Last month a spokeswoman for Mr Rudd called on the UN Human Rights Council to revisit the claims of war crimes and to ''examine whether their original findings on the civil war can still be regarded as well-founded.'' But the Sri Lankan high commissioner, Thisara Samarasinghe, said yesterday the allegations upon which Mr Rudd based his call - including video footage from a British documentary which showed unarmed Tamils being shot dead - were ''biased and unsubstantiated''.

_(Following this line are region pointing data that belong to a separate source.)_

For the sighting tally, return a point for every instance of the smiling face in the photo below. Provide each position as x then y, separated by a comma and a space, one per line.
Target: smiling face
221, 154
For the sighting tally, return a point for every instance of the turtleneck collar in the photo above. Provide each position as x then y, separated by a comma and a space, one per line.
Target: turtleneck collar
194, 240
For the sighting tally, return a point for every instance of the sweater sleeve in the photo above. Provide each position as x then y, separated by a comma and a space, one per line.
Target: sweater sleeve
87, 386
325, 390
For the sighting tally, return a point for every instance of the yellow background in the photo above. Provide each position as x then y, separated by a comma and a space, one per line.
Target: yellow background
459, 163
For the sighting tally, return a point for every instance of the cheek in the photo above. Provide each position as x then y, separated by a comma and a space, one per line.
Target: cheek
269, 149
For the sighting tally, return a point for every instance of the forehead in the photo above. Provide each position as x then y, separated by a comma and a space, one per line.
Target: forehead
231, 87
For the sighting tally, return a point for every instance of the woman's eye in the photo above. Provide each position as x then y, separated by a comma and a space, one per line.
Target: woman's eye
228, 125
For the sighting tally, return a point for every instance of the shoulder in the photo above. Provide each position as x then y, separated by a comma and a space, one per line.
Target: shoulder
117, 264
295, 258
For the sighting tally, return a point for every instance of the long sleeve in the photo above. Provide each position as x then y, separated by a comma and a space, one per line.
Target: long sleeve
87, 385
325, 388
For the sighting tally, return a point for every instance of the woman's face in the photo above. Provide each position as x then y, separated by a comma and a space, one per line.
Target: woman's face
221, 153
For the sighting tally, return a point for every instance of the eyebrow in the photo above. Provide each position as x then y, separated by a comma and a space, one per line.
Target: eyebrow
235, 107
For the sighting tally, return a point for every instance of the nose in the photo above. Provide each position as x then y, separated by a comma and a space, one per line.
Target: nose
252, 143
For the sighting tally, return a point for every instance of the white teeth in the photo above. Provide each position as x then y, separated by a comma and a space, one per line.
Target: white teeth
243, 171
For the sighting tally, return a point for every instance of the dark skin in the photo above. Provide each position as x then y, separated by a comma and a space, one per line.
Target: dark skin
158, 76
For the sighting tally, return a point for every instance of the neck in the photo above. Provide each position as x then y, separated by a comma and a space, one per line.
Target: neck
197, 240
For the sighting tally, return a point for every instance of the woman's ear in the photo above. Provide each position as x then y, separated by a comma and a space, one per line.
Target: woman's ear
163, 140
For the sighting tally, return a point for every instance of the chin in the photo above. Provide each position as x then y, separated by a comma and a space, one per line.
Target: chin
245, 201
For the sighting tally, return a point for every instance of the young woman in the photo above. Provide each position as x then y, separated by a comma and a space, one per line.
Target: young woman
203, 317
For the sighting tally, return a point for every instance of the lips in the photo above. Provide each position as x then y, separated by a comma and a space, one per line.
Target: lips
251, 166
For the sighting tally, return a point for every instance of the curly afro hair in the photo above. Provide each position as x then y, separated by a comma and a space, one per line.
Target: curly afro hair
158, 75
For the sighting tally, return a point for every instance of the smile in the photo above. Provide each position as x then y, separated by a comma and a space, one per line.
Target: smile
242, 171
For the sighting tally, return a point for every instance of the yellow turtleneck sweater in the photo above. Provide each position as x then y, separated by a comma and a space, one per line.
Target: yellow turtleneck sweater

''That is a statement made by your honourable Foreign Minister,'' Admiral Samarasinghe said. ''He had his reasons to make that request and it will take its natural course, if anybody is interested.''

Despite international criticism and a UN report finding claims of war crimes were ''credible'', the global body has yet to approve an investigation into claims that tens of thousands of Tamil civilians were killed in mid-2009, during the final phase of the conflict.

Admiral Samarasinghe, who was in charge of naval operations against the Tamil Tigers in early 2009, made his comments during an address at Parliament to present a Sri Lankan government report, Humanitarian Operation - Factual Analysis, which challenged the claims of war crimes.

Referring to civilians killed in that period as ''collateral damage'', Admiral Samarasinghe said calls for a formal international probe were inappropriate.

''It was not an international conflict, [it was an] internal conflict and we fought it ourselves and we manage our citizens and I don't see any reason why an international investigation should be carried out,'' he said.

Much of the international concern has arisen since Channel 4 in Britain aired a documentary, Sri Lanka's Killing Fields, in June showing unarmed Tamils being shot dead by men in Sri Lankan army uniforms.

It also showed images it said were evidence that Sri Lankan troops involved in a final push in May 2009 had raped and then shot dead female Tamils.

The footage was rejected as fake by the Sri Lankan government of the President, Mahinda Rajapaksa, but UN experts later declared it authentic.